The cup arrived back in Scotland in May and is undergoing a gradual acclimatisation process to minimise any impact of changes in temperature and humidity following its return from Australia.
It will go on display on July 21, the anniversary of the poet’s death in 1796.
The National Fund for Acquisitions is administered by National Museums Scotland on behalf of the Scottish Government.
Dr Hazel Williamson, National Fund for Acquisitions manager at National Museums Scotland, said: “We are delighted to support the acquisition of this cup, used by Burns at Ellisland Farm where he wrote some of his most celebrated works.
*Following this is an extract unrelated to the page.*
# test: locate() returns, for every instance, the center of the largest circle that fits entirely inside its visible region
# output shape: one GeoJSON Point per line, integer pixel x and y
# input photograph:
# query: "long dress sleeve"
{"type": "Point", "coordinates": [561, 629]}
“The support provided by the National Fund for Acquisitions is vital in enabling museums and other heritage organisations in Scotland to continue the important work of preserving our shared heritage”.
Burns wrote works such as Auld Lang Syne and Tam o’ Shanter while living at Ellisland.
Dr David Hopes, trustee of the Robert Burns Ellisland Trust, Head of Leeds Museums & Galleries and former Director of the Robert Burns Birthplace Museum in Alloway, said: “This is a genuinely important acquisition for Ellisland. It is a modest object but that’s what makes it valuable to Ellisland, because it speaks to his daily life here.
“This is a cup Burns would have drunk from at his own table, and its return to Ellisland is an important moment for the wider Burns collections landscape in Scotland.
“That the cup will go on permanent display in Burns’s spence, the room in which Burns wrote of raising a cup of kindness in remembrance of old friends, brings a poignant symmetry to the object’s return.”